Example – Author BFF
In Chapter 2, The Anatomy of Cloud Native Systems, we discussed how the data life cycle is a useful strategy for decomposing a system into bounded isolated components. As the data in the system ages, its storage requirements will change and thus the component that owns the storage changes as well. The users who interact with the data will also change over the data life cycle and thus so do the frontend applications used over the data life cycle. In a reactive, cloud-native system, a great deal of data is automatically created as events flow through the system. However, an event chain has to start somewhere. If it doesn't start in an external system, then it starts when a user creates it. This is where the Author user experience comes into play. Examples could include any data entry intensive user interaction, such as authoring content for an e-commerce site, creating records in a case management system, managing reference data in virtually any system, and so on.
As depicted in the following figure, an Authoring BFF component generally consists of two out of the three APIs in the Trilateral API pattern. An Authoring BFF has a synchronous API with commands and queries to create and retrieve domain entity data and an asynchronous API to publish events as the state of the entities change. The API Gateway pattern is leveraged for the synchronous interface, the Cloud Native Databases per Component pattern is followed for storing the data in the most appropriate polyglot persistence, and the Database-First Event Sourcing pattern variant is utilized to publish events.
A RESTful CRUD implementation of the synchronous interface is suitable for a simple domain model. However, a GraphQL implementation is a good choice for more complex domain models, as it provides for a very structured implementation pattern. We will discuss this in more detail shortly. GraphQL is also client-oriented in that the client directs the format of query responses and the invocation of mutations.

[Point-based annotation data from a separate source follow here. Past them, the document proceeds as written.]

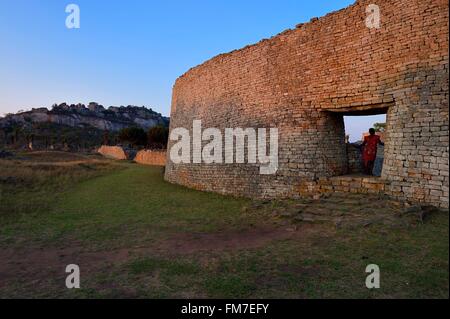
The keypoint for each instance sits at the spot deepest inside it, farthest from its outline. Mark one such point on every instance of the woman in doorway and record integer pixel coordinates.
(370, 146)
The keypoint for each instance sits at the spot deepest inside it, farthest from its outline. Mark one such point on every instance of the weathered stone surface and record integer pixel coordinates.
(151, 157)
(304, 80)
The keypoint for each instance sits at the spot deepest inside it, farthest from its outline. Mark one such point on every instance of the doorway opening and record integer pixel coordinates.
(356, 129)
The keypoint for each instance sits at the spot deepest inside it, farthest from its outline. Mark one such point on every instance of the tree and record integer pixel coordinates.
(379, 127)
(133, 135)
(157, 137)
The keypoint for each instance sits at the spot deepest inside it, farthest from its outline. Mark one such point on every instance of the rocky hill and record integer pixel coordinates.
(94, 115)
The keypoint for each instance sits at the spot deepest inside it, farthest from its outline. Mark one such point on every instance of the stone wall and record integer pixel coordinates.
(115, 152)
(151, 157)
(303, 81)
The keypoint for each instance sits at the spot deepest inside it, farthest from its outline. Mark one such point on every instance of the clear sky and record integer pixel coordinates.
(128, 52)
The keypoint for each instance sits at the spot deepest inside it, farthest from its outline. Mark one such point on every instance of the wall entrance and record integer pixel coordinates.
(356, 125)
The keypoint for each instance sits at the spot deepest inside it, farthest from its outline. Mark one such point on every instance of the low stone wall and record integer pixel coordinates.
(115, 152)
(149, 157)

The server-side logic naturally conforms to Postel's Law (aka the Robustness Principle): be conservative in what you send, be liberal in what you accept. Thus, GraphQL is also a good choice if users author the data across multiple device types. For example, a case agent might enter essential information while on the go and double back later to complete the remaining details from a desktop.

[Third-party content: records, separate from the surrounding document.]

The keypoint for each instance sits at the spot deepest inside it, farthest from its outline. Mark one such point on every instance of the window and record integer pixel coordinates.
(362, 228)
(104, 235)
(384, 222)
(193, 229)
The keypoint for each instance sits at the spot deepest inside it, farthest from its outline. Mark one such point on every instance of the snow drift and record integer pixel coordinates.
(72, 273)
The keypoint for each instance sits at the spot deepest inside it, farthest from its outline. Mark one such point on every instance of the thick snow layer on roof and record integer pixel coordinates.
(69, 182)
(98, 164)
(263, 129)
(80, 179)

Each aggregate domain entity is typically stored as a JSON document in a cloud-native document store, such as AWS DynamoDB, with references to related aggregates in other tables. GraphQL excels at stitching these relationships together for query responses and when publishing events. The published events consist of created, updated, and deleted events for each aggregate domain with the before and after snapshot of the instance. There are usually one or more primary aggregates that are the focal point of the business activity. These will contain a status field that is used to publish more concrete domain events, such as submitted, approved, rejected, completed, and so forth. A Search BFF component usually accompanies an Authoring BFF. The Search BFF implements the CQRS pattern to react to the events of the Authoring BFF and store the aggregate domain entities in a search engine.
A question often arises regarding the Authoring BFF and the single responsibility principle. There is a tendency to create a component per aggregate domain entity. This can lead to a lot of small components that must interact at the relationships between the aggregates, either via synchronous inter-component communication or via data synchronization. Of these choices, we definitely prefer data synchronization. However, the value of all these smaller components is limited at best, because our aim is to avoid shared components and synchronous inter-component communication in favor of turning the database inside out with materialized views.
Instead, the act of authoring is the single responsibility. It is perfectly reasonable to author all the domain entities of a complex domain model within a single component provided that the team can continuously deliver changes to the component with confidence. To achieve this confidence, the context of the domain model must certainly be bounded and cohesive. The code for the component must also follow a very predictable pattern. This is where the structure of GraphQL code also excels. Following best practices, the code for each domain entity in a GraphQL schema has the same structure: schema fragment, resolvers fragment, model class, validation rules, and pluggable connectors. The following is a typical schema fragment.
export const schema = `
type Item {
id: ID
name: String!
description: String
}
extend type Query {
item(id: String!): Item
itemsByName(name: String!, limit: Int, cursor: String): [Item]
}
extend type Mutation {
saveItem(
input: Item
): Item
deleteItem(
id: ID!
): Item
}
`;
It is very easy to reason about the logic of many domain entities in a single Authoring BFF because the code follows a predictable pattern and it is solely focused on the act of data entry. Deviations from the pattern are quickly spotted in the code review. A Search BFF is implemented as a separate component precisely because its code follows a different pattern. Thus a single search BFF can support multiple domain entities as well. Still, all of this is cohesive within a bounded context and the user activity is scoped to a particular user base. In the following user experience categories, we will see where other responsibilities reside.